Perubahan status darurat akibat penyebaran virus Covid-19 dari pandemi menjadi endemik akan berdampak pada pendanaan vaksin. Juru bicara Kementerian Kesehatan Mohammad Syahril mengatakan jika wabah dicabut, biaya vaksin Covid-19 tidak lagi ditanggung pemerintah.
“Jika kondisi kesehatan masyarakat baik maka status pandemi akan terangkat dan biaya kesehatan terkait Covid-19 akan dialihkan ke masyarakat,” kata Syahril dalam konferensi pers di Kantor Kementerian Kesehatan, Jumat (3/12). ). 2).
Syahril mengatakan, saat ini harga satu dosis vaksin Covid-19 untuk semua merek berada di kisaran Rp 100.000 – Rp 150.000. Namun, Syahril mengimbau masyarakat tidak perlu khawatir karena tanggung jawab biaya tersebut bisa dialihkan ke Badan Penyelenggara Jaminan Sosial atau BPJS Kesehatan.
Menurut Syahril, peserta BPJS Kesehatan akan dapat menikmati manfaat berupa pengobatan dan vaksinasi Covid-19. Bagi masyarakat sangat miskin, Syahril mengingatkan agar pemerintah daerah mengadakan skema khusus untuk kelompok ini.
Syahril melanjutkan, pemerintah memiliki dua pekerjaan rumah besar yang harus diselesaikan, yakni pencabutan status pandemi di tanah air dan usulan pencabutan status pandemi di Badan Kesehatan Dunia atau WHO. Syahril belum bisa memastikan apakah status wabah di tanah air bisa dicabut tahun ini atau tidak.
“Tanya saja ke Menkes nanti,” kata Syahril.
Dalam kesempatan yang sama, Kepala Badan Kebijakan Pembangunan Kesehatan Kementerian Kesehatan Syarifah Liza Munira mengatakan, beberapa negara mulai mempertimbangkan untuk membatalkan status wabah tersebut.
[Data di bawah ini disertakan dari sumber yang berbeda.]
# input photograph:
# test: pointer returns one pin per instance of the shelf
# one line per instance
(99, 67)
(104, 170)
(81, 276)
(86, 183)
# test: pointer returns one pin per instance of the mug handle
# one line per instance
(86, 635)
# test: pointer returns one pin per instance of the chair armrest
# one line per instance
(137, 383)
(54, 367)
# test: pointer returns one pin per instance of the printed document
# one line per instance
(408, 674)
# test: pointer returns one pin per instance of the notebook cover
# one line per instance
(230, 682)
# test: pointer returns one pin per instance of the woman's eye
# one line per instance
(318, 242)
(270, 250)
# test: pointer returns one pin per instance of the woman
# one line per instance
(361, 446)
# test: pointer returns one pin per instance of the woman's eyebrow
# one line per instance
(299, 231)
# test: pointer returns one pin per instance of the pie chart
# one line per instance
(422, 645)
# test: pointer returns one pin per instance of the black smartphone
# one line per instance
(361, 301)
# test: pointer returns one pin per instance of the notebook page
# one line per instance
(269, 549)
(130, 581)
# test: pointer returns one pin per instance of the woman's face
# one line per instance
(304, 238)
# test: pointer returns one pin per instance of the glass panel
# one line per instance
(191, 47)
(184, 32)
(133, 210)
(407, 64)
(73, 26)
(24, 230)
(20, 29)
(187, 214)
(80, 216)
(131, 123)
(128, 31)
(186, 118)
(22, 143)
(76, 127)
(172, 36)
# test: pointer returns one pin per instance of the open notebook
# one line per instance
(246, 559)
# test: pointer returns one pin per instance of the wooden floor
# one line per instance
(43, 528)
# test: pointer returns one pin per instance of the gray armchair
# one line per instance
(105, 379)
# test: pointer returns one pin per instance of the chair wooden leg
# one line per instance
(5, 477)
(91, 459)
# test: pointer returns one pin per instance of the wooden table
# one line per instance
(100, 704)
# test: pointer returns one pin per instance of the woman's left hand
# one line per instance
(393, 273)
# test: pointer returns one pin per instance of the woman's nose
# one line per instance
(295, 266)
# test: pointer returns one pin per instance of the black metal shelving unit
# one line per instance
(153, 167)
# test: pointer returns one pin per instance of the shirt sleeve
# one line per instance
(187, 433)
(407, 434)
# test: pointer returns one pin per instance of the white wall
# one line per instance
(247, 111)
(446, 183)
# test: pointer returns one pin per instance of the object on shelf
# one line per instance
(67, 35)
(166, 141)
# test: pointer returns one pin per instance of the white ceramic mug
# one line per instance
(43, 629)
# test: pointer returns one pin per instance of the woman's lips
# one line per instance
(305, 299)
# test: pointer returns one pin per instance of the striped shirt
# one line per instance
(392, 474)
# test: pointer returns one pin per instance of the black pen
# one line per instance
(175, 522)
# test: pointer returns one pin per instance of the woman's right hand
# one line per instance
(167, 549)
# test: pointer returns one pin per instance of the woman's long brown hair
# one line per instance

Namun sejauh ini belum ada negara yang menerapkan status endemik dalam menangani Covid-19.
Meski status epidemi belum dicabut, Liza mengatakan hasil serosurvey per Januari 2023 akan dibawa ke pertemuan tahunan Badan Kesehatan Dunia atau WHO. Pertemuan yang dimaksud adalah Pertemuan WHO ke-76 di Jenewa pada 21-30 Mei 2023.
Liza mengatakan pembahasan terkait pandemi Covid-19 akan menjadi fokus seluruh negeri. Untuk itu, Liza menilai data serosurvey per Januari 2023 akan dibahas dalam forum tersebut.
“Kami membayangkan, karena pertemuan itu tentang kesehatan masyarakat, tentu akan ada yang dibicarakan terkait Covid-19,” ujar Liza.
Berdasarkan survei Katadata Insight Center per September 2021, mayoritas atau 70% masyarakat tidak setuju vaksin virus corona Covid-19 harus berbayar. Hanya 20,2% orang Indonesia yang setuju dengan wacana ini. Sisanya 9,8% responden menyatakan tidak tahu.
Usia mempengaruhi sikap seseorang terhadap wacana vaksin berbayar. Semakin muda responden, semakin tinggi penolakan mereka terhadap vaksin berbayar.
Misalnya, 78,6% responden berusia 18-24 tahun yang menolak gagasan vaksin berbayar tercapai. Persentase ini jauh lebih tinggi dibandingkan responden berusia di atas 75 tahun yang menolak vaksin berbayar sebesar 57,9%.
Hal yang sama berlaku untuk status sosial ekonomi seseorang (SES). Semakin rendah SES, semakin besar penolakan mereka terhadap vaksin berbayar. Responden di SES A yang menolak vaksin berbayar mencapai 61,2%. Responden di SES B yang menolak vaksin berbayar meningkat menjadi 72,5%.
Di SES C, 76,4% responden menolak vaksin berbayar. Sedangkan 75,6% responden dengan SES DE menolak vaksin berbayar. Sementara itu, ada beberapa alasan masyarakat tidak setuju dengan vaksin berbayar. Mayoritas atau 73,9% responden berpendapat bahwa vaksin adalah hak masyarakat, apalagi dalam situasi darurat seperti saat ini.
Sebanyak 67,9% responden menganggap wacana vaksin berbayar tidak adil bagi mereka yang tidak mampu. Kemudian, 53,5% responden menilai wacana vaksin berbayar berpotensi menjadi ladang korupsi. Survei ini dilakukan dengan melibatkan 8.299 responden yang tersebar di 34 wilayah di Indonesia. Survei dilakukan secara online mulai 6-22 Agustus 2021.